No Paraná, outras iniciativas tem acontecido, entre elas o programa Renova Paraná, que completou mais de dois anos, com o lançamento de 6.662 projetos de energia sustentável, entre eles os de biometano, biogás instalados em propriedades rurais na região, subsidiados pelo Banco do Agricultor Paranaense. Já foram financiados 6,6 mil projetos, somando R$1,2 bilhão em investimentos.
Cooperativas do Paraná produzem mais de 15,6 mil m² diários de biogás
Algumas cooperativas têm investido pesado no biogás e no biometano, entre elas estão a Castrolanda e a Unium, da região de Campos Gerais, no Paraná. Somadas as produções, elas têm a capacidade de produzir 15,6 mil m2 diários de biogás e uma potência instalada de 1,4 MW. Além de investir em sustentabilidade e economia, a cooperativa ampliou o número de empregos diretos e indiretos. Os investimentos do grupo Unium foi realizado em conjunto com a Castrolanda, Frísia e Capal e recebeu o aporte de R$ 14,5 milhões, rendendo a capacidade de 1,2 MW, a produção de 550 m²/hora de biogás, o que corresponde a 13,2 mil m² ao dia.
Outra Unidade da Castrolanda é a de Produção de Leitões (UPL) de Piraí do Sul, no Paraná, com um investimento de R$4 milhões. Ela possui um biodigestor com potência instalada de 230 kW, com produção de 100 m 2 por hora (2,4 mil m 3/dia) de biogás. No biodigestor da Unium, os resíduos vindos do frigorífico chegam por tubulação. Os demais são transportados por caminhão e recebidos em uma área de recebimento de resíduos sólidos e efluentes.

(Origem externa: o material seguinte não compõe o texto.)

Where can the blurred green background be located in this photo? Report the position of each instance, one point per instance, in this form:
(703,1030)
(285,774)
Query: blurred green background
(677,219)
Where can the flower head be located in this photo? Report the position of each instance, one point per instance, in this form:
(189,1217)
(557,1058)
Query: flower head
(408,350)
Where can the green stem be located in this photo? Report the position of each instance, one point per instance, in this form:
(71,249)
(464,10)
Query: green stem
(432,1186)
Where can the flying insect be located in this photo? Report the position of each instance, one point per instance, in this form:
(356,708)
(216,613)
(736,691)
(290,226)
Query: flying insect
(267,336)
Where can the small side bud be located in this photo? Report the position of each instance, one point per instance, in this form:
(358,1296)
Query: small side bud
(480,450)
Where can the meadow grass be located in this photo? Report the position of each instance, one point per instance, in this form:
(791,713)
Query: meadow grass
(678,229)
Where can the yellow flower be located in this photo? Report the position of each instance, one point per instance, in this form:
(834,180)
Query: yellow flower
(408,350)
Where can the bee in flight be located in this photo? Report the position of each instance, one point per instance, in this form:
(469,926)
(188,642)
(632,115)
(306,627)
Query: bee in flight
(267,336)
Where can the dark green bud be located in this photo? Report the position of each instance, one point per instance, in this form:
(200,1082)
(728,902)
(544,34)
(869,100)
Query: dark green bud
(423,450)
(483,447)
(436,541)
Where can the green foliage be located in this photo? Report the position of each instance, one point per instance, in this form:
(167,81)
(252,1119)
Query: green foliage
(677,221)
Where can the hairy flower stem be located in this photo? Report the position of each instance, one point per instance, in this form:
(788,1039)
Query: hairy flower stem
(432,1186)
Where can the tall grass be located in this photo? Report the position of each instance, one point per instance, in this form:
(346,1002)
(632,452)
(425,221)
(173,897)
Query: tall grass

Algumas das vantagens dessa produção é a formação de uma economia cíclica, aproveitando os resíduos, gerando energia limpa, emprego, renda e retorno financeiro para as cooperativas. Na região de Toledo, no Paraná, a família Angst, cooperada da Primato Cooperativa Agroindustrial, está liderando uma produção agropecuária com o auxílio do biogás.
Os proprietários, Maria e Emílio Angst, os filhos Luiz Henrique e Lucas Adriano, trabalham há 20 anos na criação de suínos e na atividade leiteira. Eles estão investindo R$1,3 milhões na instalação de um biodigestor, com as ajudas do Plano Safra, Banco do Brasil e o suporte técnico do Instituto de Desenvolvimento Rural do Paraná (IDR-Paraná).
O Projeto de biogás e biometano da Família Angst não apenas está mudando a realidade da família, mas também fortalecendo a cooperativa e promovendo o desenvolvimento sustentável regional. Com a capacidade de criar 7,8 mil porcos de uma vez e um rebanho de vacas leiteiras triplicado, os cooperados estão fazendo uma revolução de recursos. Os dejetos dos animais são transformados em biometano, que alimentam os caminhões da Cooperativa Primato. Essa iniciativa não apenas reduziu os custos de combustível da cooperativa, mas também resolveu um passivo ambiental. Eles entraram para a história como a primeira família cooperada a abastecer um caminhão movido a biometano.
Em Alagoas, a Cooperativa Pindorama, que está localizada nos municípios de Penedo, Coruripe e Feliz Deserto, foi a primeira cooperativa agroindustrial do Norte-Nordeste a implementar uma unidade de produção de biogás e biometano, em parceria com a ZEG Biogás. A organização fez um investimento de R$65 milhões, e espera iniciar as suas operações no segundo semestre de 2025, com uma produção anual estimada em 6 milhões de metros cúbicos de biogás e biometano. O projeto está 100% alinhado com as políticas de descarbonização, podendo substituir combustíveis fósseis, como o diesel, para transportes, e o gás natural, para a indústria. “Todas as cooperativas, têm olhado para esse assunto, porém, apenas algumas conseguem trabalhar e evoluir com relação à sua produção. Nós acreditamos que o biogás e o biometano são alternativas tanto ambiental como também de geração de energia com aspectos positivos”, finaliza Silvio.